Закончив говорить слово «критику», стригаль эякулировал. Реактивная сила струи его спермы, преодолела сопротивление твоей кожи. Твои волосы, вылезшие из нее и впившиеся в цирюльника, не смогли удержаться, и стригаль отпрянул, неся на себе все твои мечты и чаяния, твои ошибки и надежды на любое из завтра.
Теперь ему предстояло стать тем, кем ты никогда не стал бы и мучаться этим. Но этот груз оказался неподъемным для цирюльника и слишком легким для его тела. Исходя паром, парень топтался на месте. Черты и резы его тела стали смещаться, смешиваться и, не выдюжив такого размножения и разнообразия, стригаль рассыпался, успев лишь сказать:
– Видал я и тех, кто питался только той спермой, что попадала в их прямые, косые и извилистые кишки!
Голос рассыпавшегося стригаля отторгли и стены, и уши зеков, и воздух. Слова цирюльника, не находя последних пристанищ, вернулись к пыли, оставшейся от их бывшего хозяина и укрылись в ней, подарив праху видимость жизни.

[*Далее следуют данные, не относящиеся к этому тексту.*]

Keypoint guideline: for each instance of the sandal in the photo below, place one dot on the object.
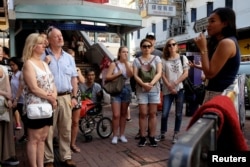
(75, 149)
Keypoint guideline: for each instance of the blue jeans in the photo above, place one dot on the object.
(167, 102)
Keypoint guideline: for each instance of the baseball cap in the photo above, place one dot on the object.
(150, 35)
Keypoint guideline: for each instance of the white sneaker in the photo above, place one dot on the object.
(114, 140)
(123, 139)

Шестерка пахана, смущенный и смятенный от своей излишней торопливости, подскочил к праху цирюльника, набрал его в горсти и принялся просеивать, пропуская сквозь щели между истонченными пальцами, как пропускают неисполненные обещания, докучливые взгляды или время, за миг до его смерти. Но пыль продолжала оставаться бездыханной, даже спрятавшиеся в ней слова уже утратили свою мизерную силу и смешались с прахом, неотличимые и неотделимые от него.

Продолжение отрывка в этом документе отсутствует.